When senior Nicole Katekaru learned that USC Dornsife had created a program that would provide her with the 16 credits she would have earned at TIU, she was elated.

“I was really thankful that USC Dornsife put the course together. The situation was challenging, but earning credits was a priority for me. I would have potentially graduated late. This helped get everyone back on track,” she said.

Over six weeks beginning in mid-May, students meet Monday through Friday for three classes a day to study Japan’s language, history and culture. Two different levels of advanced Japanese are taught by Masako Tamanaha and Yumi Matsumoto, instructors in the Department of East Asian Languages and Culture’s Japanese Language Program, for four hours each morning. Three hours are devoted to language instruction and the last hour is spent at a language table — an informal gathering that lets students hone their language skills in practical ways.

 


Wendy Barrios continued studying advanced Japanese in the Japan replacement course offered through USC Dornsife. “The intensive Japanese course I wanted from Tokyo International University I’m getting here,” she said. “I think it’s a great alternative.” Photo by Michelle Salzman.

“We might watch Japanese movies or dramas and then discuss what we watched in Japanese,” Barrios explained. Students also practice their everyday conversation. “The other day my friend and I went over our plans for the night. It made me feel really competent in Japanese,” she said.

The two other courses students attend each day focus on Japan’s past and present through narrative. Nobuko Toyosawa of history leads “Histories of Imperial Japan through Fiction.” Students read novels translated from Japanese that illustrate 20th-century representations of Japan’s wartime efforts to build an empire.

Anne McKnight of East Asian languages and cultures teaches “Modernology: Words, Images and Things in Modern Japan.” Students examine Japanese culture through the lens of cuisine. In addition to working in a community garden near campus – small, urban gardens are pervasive in modern Japanese culture – students are keeping a class blog and dining at restaurants nearby to capture the flavor and experience of Japanese cooking.

Field trips to Little Tokyo, L.A.’s Japanese district, are another key component of the course. Visiting authentic Japanese restaurants in the neighborhood, accompanied by an instructor or teaching assistant, students practice their Japanese and familiarize themselves with the country’s cuisine.

“The first restaurant we went to was an izakaya,” Barrios said. Students sat on tatami mats and took off their shoes to eat. Barrios sampled a fried octopus dish, which was new to her.

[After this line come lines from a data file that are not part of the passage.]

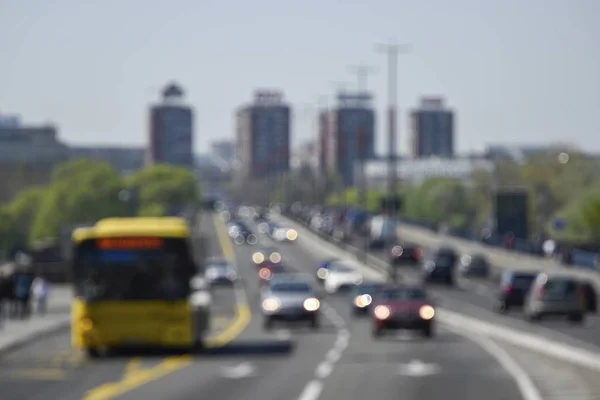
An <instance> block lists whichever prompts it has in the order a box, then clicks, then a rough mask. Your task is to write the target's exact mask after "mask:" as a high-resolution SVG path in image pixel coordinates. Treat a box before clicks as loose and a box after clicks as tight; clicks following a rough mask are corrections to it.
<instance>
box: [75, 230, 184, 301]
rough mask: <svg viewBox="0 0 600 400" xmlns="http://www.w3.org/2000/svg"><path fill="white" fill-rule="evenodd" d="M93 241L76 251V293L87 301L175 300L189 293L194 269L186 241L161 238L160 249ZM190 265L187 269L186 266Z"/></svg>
mask: <svg viewBox="0 0 600 400" xmlns="http://www.w3.org/2000/svg"><path fill="white" fill-rule="evenodd" d="M95 242H96V241H94V240H92V241H89V242H85V243H82V244H81V245H80V246H79V248H78V249H77V250H76V256H75V260H74V280H75V287H76V295H77V296H78V297H81V298H83V299H85V300H87V301H126V300H138V301H139V300H178V299H184V298H187V296H188V295H189V294H190V278H191V275H192V274H193V272H192V271H194V270H195V269H194V266H193V263H192V261H191V259H190V256H189V252H188V248H187V243H186V241H185V240H183V239H169V240H164V245H163V246H161V247H160V248H143V249H140V248H137V249H134V248H131V249H128V248H123V247H119V248H115V249H113V248H100V247H101V246H97V245H96V243H95ZM190 268H191V269H190Z"/></svg>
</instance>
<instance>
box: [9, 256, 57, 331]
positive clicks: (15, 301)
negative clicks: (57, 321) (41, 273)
mask: <svg viewBox="0 0 600 400" xmlns="http://www.w3.org/2000/svg"><path fill="white" fill-rule="evenodd" d="M49 292H50V284H49V283H48V281H47V280H46V279H45V278H44V276H43V275H42V274H36V273H35V272H34V271H32V270H31V269H30V268H28V267H25V266H22V265H19V264H16V263H10V264H5V265H3V266H1V267H0V327H2V325H3V322H4V320H6V319H18V320H24V319H27V318H29V317H30V316H31V315H32V314H33V312H37V313H38V314H40V315H45V314H46V311H47V305H48V295H49Z"/></svg>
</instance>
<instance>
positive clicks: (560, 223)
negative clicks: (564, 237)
mask: <svg viewBox="0 0 600 400" xmlns="http://www.w3.org/2000/svg"><path fill="white" fill-rule="evenodd" d="M552 225H553V227H554V229H555V230H557V231H562V230H563V229H565V225H566V224H565V221H564V220H562V219H560V218H559V219H555V220H554V223H553V224H552Z"/></svg>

“It’s nice to be able to take what we learned in class and use it in a social setting,” Katekaru said.

Toyosawa, who is originally from Japan, said in many ways L.A.’s vibrant Japanese community makes the city an ideal place to immerse oneself in Japan’s everyday life and culture.

“Here you can walk into restaurants or a hair salon, and people are speaking Japanese,” Toyosawa said. “In L.A., you can participate in these cultural encounters and feel as if you’re in Japan.”

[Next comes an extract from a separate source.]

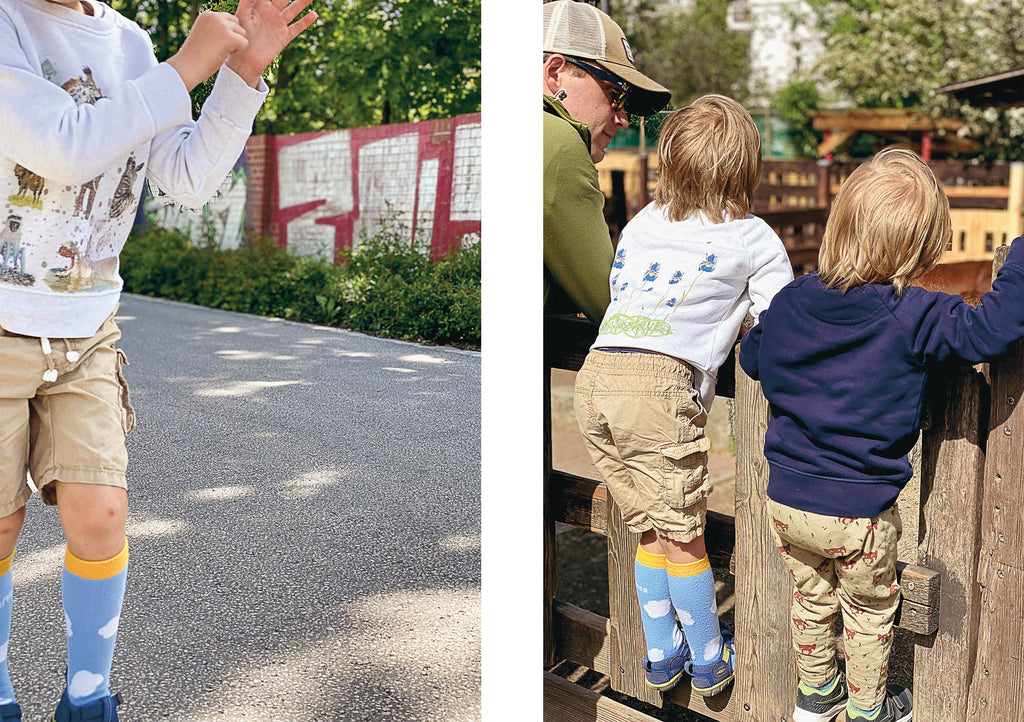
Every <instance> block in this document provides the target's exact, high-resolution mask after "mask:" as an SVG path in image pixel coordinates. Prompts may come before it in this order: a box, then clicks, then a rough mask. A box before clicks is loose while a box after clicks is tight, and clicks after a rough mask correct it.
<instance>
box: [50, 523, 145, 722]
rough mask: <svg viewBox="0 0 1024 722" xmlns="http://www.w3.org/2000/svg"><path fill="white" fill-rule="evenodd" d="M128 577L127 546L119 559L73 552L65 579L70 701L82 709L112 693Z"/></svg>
mask: <svg viewBox="0 0 1024 722" xmlns="http://www.w3.org/2000/svg"><path fill="white" fill-rule="evenodd" d="M127 578H128V543H127V542H125V546H124V549H122V550H121V553H120V554H118V555H117V556H115V557H113V558H111V559H106V560H104V561H84V560H82V559H79V558H78V557H76V556H75V555H73V554H72V553H71V552H70V551H69V552H67V553H66V555H65V568H63V576H62V578H61V588H60V592H61V596H62V597H63V607H65V623H66V624H67V626H68V629H67V632H68V699H69V702H71V704H72V705H74V706H75V707H81V706H83V705H86V704H88V703H90V702H93V700H95V699H99V698H101V697H104V696H108V695H109V694H110V693H111V687H110V677H111V665H112V664H113V662H114V642H115V640H116V639H117V634H118V623H119V622H120V620H121V605H122V604H123V603H124V598H125V582H126V580H127Z"/></svg>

To help simulate the homestays with Japanese families students would have experienced, a teaching assistant who is a native Japanese speaker is available nightly to speak with students in Japanese in the lounge of the Century Apartments at USC where they are staying during the course.

“Our goal is to keep the flow of the language immersion going beyond the classroom,” Cody explained.

While the course was developed in response to a unique situation, Cody believes it offers USC Dornsife a potential model for on-campus cultural immersion programs in the future.  “For us it’s a great learning experience,” she said.

Barrios said she is glad USC Dornsife took the leap and offered her and her classmates an alternate cultural and academic experience.

“The intensive Japanese course I wanted from TIU I’m getting here,” she said. “I think it’s a great alternative.”

Cody said that while it was no easy task putting together a program with just a couple of weeks notice, it showed the absolute dedication that USC Dornsife’s faculty and staff have for students.

“Everyone treated these students as if they were their own children. They were going to get them the best possible experience they could,” Cody said.

“That’s really what the Trojan Family is all about.”